Нетрудно было догадаться, что кроется за всем этим. Правительство начало завидовать славе нашего Движения. Господа пришли к выводу, что сами могут использовать неоспоримую популярность проблемы лысых с тем же успехом, что и мы. Поэтому правительство начало совершенно диким образом подстрекать народ против лысых, стремясь в то же время нейтрализовать нашу партию полицейскими силами, в процессе каковой нейтрализации мне и сломали три ребра.

Больше всего меня раздражало во всем этом то, что прошел слух, будто меня забили до смерти. Пени тут же стал искать себе убежище, а я оказался прикован к больничной койке и лишен малейшей возможности бежать.

И вот в этом-то положении я стал ждать развития событий. Из-за больничных стен доносились вести о гонениях на людей, связанных с нашим Движением, да к тому же я ожидал ареста вследствие признания вдовы Шик по факту сокрытия моих долларов.
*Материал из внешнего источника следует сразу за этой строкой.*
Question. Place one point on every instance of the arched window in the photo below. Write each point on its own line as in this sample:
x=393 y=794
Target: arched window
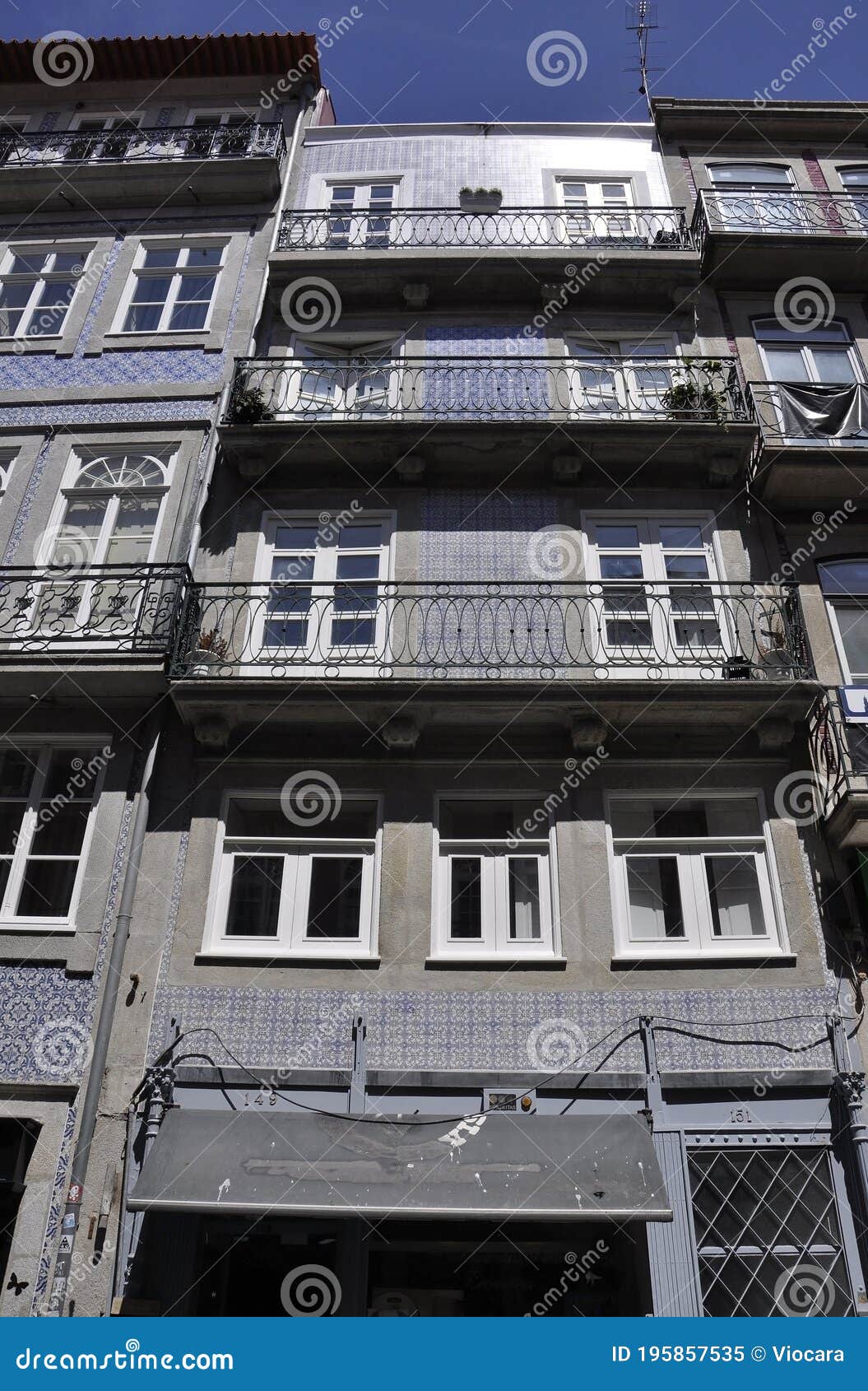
x=845 y=584
x=112 y=508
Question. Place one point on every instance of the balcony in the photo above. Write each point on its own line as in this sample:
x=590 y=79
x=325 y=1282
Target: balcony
x=813 y=443
x=103 y=618
x=823 y=234
x=489 y=412
x=839 y=754
x=536 y=630
x=606 y=255
x=221 y=163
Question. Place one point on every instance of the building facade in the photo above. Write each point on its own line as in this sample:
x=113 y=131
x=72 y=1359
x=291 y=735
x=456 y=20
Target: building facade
x=141 y=187
x=485 y=956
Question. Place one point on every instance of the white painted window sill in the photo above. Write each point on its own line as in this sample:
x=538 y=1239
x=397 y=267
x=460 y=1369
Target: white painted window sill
x=703 y=957
x=32 y=927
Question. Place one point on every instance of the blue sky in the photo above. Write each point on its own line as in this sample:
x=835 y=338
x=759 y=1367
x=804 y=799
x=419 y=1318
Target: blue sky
x=426 y=60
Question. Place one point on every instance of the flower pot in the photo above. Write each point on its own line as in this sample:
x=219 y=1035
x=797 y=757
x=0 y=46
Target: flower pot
x=480 y=203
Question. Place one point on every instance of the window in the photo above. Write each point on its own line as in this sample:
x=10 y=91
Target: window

Из всех моих приближенных только советник но внутренним делам доктор Шимкович проявил обо мне некоторую заботу. Однажды после обеда он навестил меня в больнице и сообщил с глазу на глаз, что кто-то начал распространять конкурирующее средство для ращения волос «Кассонал».

Оно было дешевле нашего и точно так же бесполезно. Шимкович пытался выяснить, кто производит и распространяет «Кассонал», но ему это не удалось. Он смог установить лишь, что производитель блюдет анонимность. Это сильно нас задело, поскольку мы охотно составили бы картель вместе с конкурирующей фирмой. Но в создавшихся условиях нам не оставалось ничего, кроме снижения цен на нашу жидкость для волос, даже если это принесло бы нам убытки. Впрочем, мы были уверены, что это невозможно, пока в водопроводе есть вода.

Пепи прислал мне записку через начальника общего отдела доктора Шванца, но из-за моих многочисленных ран я затруднялся ему ответить.

«Дорогой друг,

— писал Пепи, —

я поговорил с нашим общим метрдотелем и проинформировал его, что его поведение совершенно недостойно настоящего мужчины. У меня все нормально, если не считать того, что иногда болит колено. Вследствие этого я уезжаю на грязевые ванны и буду отсутствовать в течение месяца. Обо мне не волнуйся — они меня не найдут.

Обнимаю, Эрнст».

Это письмо, выдержанное в теплом дружелюбном духе, расстроило меня.

— Почему в нашей газете не сообщили, что я пал жертвой нападения, — прорычал я Шванцу, — если раньше поднимали такой шум из-за того, что Пепи выбили два жалких зуба?

— Этот вопрос находится в ведении господина Шумкоти, — уклонился начальник отдела, — господин главный редактор полагает, что не нужно информировать читателей о том, что нас можно убрать. Кроме того, газета уже два дня не выходит, поскольку арестована властями.

— Что это? Неужели всему приходит конец?

Доктор Шванц печально кивнул:

— Такое создается впечатление. Жаль, так хорошо все начиналось…

* * *

На мгновение у меня появилась нечестивая мысль: а что бы случилось, если б мы действительно оставили все это дело? В конце концов, у меня есть недурные сбережения в банке, парики еще некоторое время останутся товаром первой необходимости, да и средство для ращения волос при пониженной цене сможет продержаться на рынке еще несколько месяцев. Главное, что мы с маленькой Мици без помех сможем начать счастливую жизнь.